While earlier attempts to combine aromatic aldehyde-accepting mutations (S385Y, R520Q) into pyruvate accepting variants led to losses in activity, the current small library of S385X and R520Q mutations within the “6M” scaffold resulted in variants with up to 630× increases in kcat for the reaction with 3-FBA and pyruvate. The best variants also retained enzyme stability as measured by their thermal transition midpoints. Variants with more modest 200× increases in kcat had stabilities 4–5 °C higher. The Km values of variants remained relatively high (80–530 mM) suggesting significant scope for further improvement, although in a biocatalytic process the aim would be to use high substrate concentrations that exceed the Km values achieved.
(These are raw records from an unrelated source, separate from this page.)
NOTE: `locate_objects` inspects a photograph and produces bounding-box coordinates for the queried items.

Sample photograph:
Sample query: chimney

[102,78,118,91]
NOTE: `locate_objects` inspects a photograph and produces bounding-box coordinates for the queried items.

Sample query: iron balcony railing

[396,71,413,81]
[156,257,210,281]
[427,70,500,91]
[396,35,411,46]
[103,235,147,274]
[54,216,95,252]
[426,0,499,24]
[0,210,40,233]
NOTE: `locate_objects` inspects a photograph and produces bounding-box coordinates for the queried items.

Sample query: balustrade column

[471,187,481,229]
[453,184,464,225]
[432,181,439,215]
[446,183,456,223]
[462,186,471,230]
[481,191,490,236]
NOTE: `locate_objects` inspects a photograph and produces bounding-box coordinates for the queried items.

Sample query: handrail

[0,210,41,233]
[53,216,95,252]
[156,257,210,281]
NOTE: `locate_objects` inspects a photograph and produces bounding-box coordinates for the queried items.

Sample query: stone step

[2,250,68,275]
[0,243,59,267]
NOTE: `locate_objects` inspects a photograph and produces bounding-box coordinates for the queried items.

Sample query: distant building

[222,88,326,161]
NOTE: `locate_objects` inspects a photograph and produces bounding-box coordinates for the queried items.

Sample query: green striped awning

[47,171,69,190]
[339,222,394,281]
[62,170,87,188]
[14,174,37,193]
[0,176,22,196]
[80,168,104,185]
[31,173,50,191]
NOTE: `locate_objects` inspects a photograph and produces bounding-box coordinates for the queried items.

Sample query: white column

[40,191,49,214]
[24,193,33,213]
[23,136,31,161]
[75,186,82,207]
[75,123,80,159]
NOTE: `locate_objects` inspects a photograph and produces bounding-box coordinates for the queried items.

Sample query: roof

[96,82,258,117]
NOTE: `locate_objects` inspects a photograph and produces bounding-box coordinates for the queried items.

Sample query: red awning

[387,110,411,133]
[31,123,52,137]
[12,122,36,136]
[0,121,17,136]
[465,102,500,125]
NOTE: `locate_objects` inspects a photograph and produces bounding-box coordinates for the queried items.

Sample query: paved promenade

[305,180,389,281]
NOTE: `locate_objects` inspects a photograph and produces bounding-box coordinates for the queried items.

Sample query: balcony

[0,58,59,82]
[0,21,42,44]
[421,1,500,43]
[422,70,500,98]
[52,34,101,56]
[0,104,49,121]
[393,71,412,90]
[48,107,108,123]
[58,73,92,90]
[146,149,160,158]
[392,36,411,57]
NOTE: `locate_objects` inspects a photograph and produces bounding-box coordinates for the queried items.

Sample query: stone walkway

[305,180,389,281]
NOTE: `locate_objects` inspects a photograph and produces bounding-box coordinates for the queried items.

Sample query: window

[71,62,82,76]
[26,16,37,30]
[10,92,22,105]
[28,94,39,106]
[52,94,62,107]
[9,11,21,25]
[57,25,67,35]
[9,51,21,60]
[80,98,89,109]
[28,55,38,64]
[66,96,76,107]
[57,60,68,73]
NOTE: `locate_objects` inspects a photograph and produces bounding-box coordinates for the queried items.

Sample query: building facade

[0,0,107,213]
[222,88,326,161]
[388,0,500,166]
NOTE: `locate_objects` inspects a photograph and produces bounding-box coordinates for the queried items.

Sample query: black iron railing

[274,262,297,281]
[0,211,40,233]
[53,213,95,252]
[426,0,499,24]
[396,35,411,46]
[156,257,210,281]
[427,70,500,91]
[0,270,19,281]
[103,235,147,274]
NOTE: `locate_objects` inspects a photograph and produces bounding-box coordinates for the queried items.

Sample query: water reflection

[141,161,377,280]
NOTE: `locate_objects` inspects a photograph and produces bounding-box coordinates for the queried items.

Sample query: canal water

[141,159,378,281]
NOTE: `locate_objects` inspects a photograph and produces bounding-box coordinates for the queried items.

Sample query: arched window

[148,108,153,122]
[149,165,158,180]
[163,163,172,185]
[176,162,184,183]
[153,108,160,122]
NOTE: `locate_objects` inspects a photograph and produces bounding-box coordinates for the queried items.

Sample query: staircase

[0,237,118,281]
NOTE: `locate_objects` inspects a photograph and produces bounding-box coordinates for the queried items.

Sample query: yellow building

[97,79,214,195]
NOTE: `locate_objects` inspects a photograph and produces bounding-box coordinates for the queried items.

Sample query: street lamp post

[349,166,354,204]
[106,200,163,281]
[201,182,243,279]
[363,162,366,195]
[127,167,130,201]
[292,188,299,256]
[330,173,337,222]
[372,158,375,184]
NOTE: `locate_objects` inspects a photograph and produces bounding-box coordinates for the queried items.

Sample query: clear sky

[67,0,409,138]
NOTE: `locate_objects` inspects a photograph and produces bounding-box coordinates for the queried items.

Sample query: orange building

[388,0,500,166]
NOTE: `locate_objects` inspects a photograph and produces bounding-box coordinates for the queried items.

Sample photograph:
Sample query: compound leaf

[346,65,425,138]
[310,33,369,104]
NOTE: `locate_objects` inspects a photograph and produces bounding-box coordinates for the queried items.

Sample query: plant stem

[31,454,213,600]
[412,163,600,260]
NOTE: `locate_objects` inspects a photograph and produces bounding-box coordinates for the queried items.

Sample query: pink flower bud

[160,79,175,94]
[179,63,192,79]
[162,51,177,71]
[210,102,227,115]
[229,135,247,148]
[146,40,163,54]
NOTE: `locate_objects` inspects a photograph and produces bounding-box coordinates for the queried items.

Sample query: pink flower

This work demonstrates that rational recombination of mutations does not always combine their respective attributes, e.g. improved acceptance of new donor and acceptor substrates in the current case. However, by using small libraries based on the mutational sites identified previously, we can often find a successful solution to combining the multiple attributes.

Computational docking of substrates into the variant enzyme active sites explained the effects of the mutations in terms of shaping the active site pocket as well as in guiding the orientation of the aromatic aldehyde and its proximity to the enamine-TPP intermediate. The distance to the enamine achieved, weighted according to the population of poses found in each clustered position, gave a good correlation to the observed kcat/Km, indicating a strong role of that distance in improving enzyme activity, even before considering the more detailed effects of protein dynamics or specific orbital alignments.